30 JEWELS 2013 Edition
CB Industrial Product Holding
Robust Contract Flows
•Proxy to the plantation sector, but shielded from CPO price volatilities. Even in low CPO price periods, ongoing capex spending by plantation companies, in preparation for the upcoming maturity of their estates, will drive CBIP’s short-term earnings growth.
•The Group’s new zero discharge mill and the recently proposed acquisition of the Vickers Hoskins boiler factory will help to expand its market reach even further and ensure medium-term growth.
•Trading at undemanding valuations of 9-9.5x P/E for FY13FFY14F, at a significant discount to the plantation sector’s 17x-19x.

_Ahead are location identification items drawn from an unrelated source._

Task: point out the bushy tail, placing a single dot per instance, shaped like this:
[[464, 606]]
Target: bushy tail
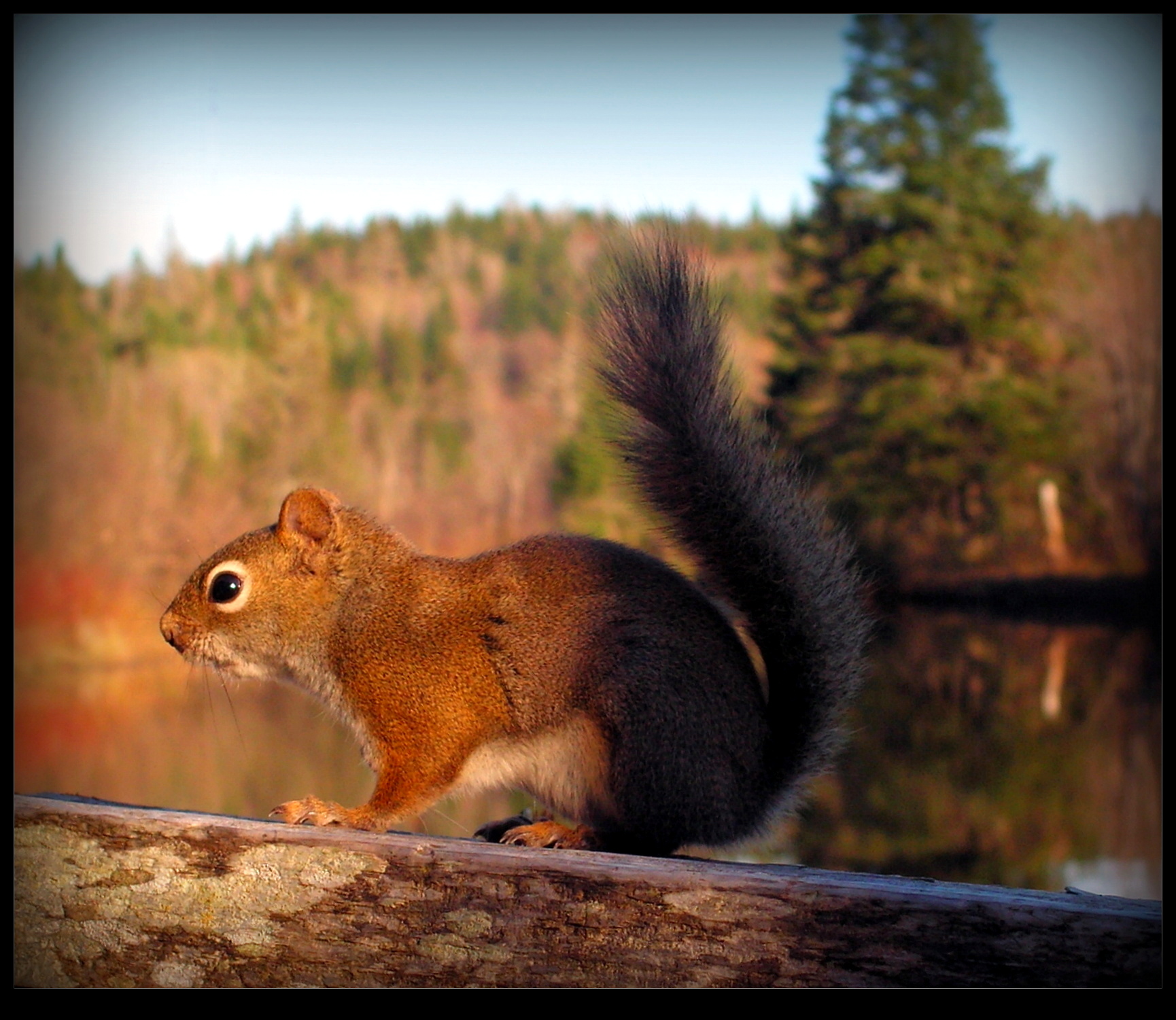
[[742, 514]]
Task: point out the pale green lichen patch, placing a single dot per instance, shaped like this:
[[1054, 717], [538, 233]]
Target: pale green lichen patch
[[79, 898]]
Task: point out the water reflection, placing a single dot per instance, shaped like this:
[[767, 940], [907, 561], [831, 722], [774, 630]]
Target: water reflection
[[986, 751], [995, 751]]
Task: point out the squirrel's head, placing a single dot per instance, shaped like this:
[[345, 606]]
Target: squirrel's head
[[266, 596]]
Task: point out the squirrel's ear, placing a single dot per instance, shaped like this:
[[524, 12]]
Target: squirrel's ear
[[307, 517]]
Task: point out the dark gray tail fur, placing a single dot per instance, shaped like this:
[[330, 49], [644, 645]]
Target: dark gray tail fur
[[741, 512]]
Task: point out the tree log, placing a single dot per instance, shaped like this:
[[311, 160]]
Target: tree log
[[118, 896]]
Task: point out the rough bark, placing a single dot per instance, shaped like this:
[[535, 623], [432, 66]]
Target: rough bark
[[117, 896]]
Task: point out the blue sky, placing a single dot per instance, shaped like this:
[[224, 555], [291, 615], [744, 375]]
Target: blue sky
[[133, 133]]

CBIP manufactures and markets its patented palm oil mills and related products. It is also involved in retrofitting special vehicles and cultivation of palm oil plantations. CBIP has Tax Pioneer status for its modipalm mill operations, which expires in 2015. It is currently awaiting patent approval for its new Zero Discharge Modipalm Oil Mill technology which, if obtained, will result in the Company being granted a new Tax Pioneer status, thus extending its tax-free status for another 10 years past 2015.
Growing orderbook. CBIP’s unbilled orderbook for its oil mill engineering division has been growing and stood at MYR389.5m at end-March (vs MYR329m at end-Dec 2012). Contracts secured in 1HFY13 alone, amounting to MYR300m, have already surpassed the whole of FY12’s MYR280m. Additionally, management expects to be able to secure additional MYR150m-MYR200m worth of jobs in 2HFY13, based on its ongoing negotiations.
In 2HFY12, CBIP expanded its modipalm factory capacity and now has the capacity to produce about 16-18 palm oil mills per year. This is a significant improvement from its previous capacity of 10-12 palm oil mills a year. With this expanded capacity, CBIP should not have any problem meeting the robust demand for its products, which it continues to see.
Strong potential to further grow market share. CBIP’s potential to grow its market share is enormous, as mature oil palm acreage in Indonesia is projected to increase by 400,000 ha this year alone, which will need to be serviced by some additional 40-50 mills. In addition, based on the existing matured oil palm area of 14.2m ha, there are an estimated 1,400 palm oil mills in existence, which will need replacing every 20 years. As such, CBIP should have no problem in expanding its global oil mill manufacturing market share from the estimated 15%-20% currently.
Other subdivisions have promising prospects. CBIP’s recent proposal to acquire boiler competitor, Vickers Hoskins (M) SB’s (VHSB) factories and land (10 acres) in Kapar, Selangor, for MYR36m will enable the Company to manufacture 60 boilers per year (from 20 previously), This will enable CBIP to not only produce boilers for its existing modipalm mill customers, but also expand its market reach to other industries that require boilers, such as the power and oil and gas (O&G) industries. We have not yet imputed any additional revenues from this acquisition into our forecasts, given the uncertainty over the length of the transition period required. However, as an indication, we understand that the boiler division recorded a net profit (ex-EI) of MYR5m-MYR6m in FY12. Assuming that this profit was obtained from manufacturing 20 boilers, a tripling of capacity to 60 boilers a year could mean profits of MYR15m-MYR18m a year from the Company’s boiler operations. This could potentially add an additional 11%-14% per annum to its net profit. Besides boilers, CBIP’s special purpose vehicle sub-division is also growing, with orderbook at MYR301m at beginning of July (up from MYR100m at end-FY12).
Company Report Card
Latest results. CBIP’s 1QFY13 core net profit was in line with our and consensus FY13 estimates. It accounted for 20%-22% of FY13 forecast, which we consider this to be in line as 1Q is typically the weakest quarter for CBIP, given the timing of its progress bills to its customers. We expect stronger profits to come in 3Q and 4Q.
Balance sheet / Cashflow. As at end-1QFY13, CBIP had net cash of MYR66.8m. We expect it to remain in the net cash position for the next few years.
ROE. We expect ROE to remain stable at 15%-20% over the next few years.
Management. Led by co-founder and managing director Mr Lim Chai Beng. He had been the driving force behind CBIP’s growth and is responsible for the Company’s overall management, strategic plans and policies. He also has vast experience in the engineering industry.
Dividend. CBIP’s dividend policy is to pay out at least 30% of its net profit annually. Based on this assumption, annual net dividend yield should be at a decent 3%-4%.
Our forecasts are fairly conservative as we have only projected CBIP to grow its oil mill engineering revenue by 5%-10% per year, vs management’s target of 10%-20%, from FY14 onwards. Even at conservative assumptions, valuations are undemanding at 9-9.5x P/E for FY13F-FY14F. As such, we reiterate our BUY recommendation on the stock with a SOP-based TP of MYR3.50. Our SOP valuation is based on an 11x CY14 P/E for its oil mill engineering division and an 8x CY14 P/E for its plantation division.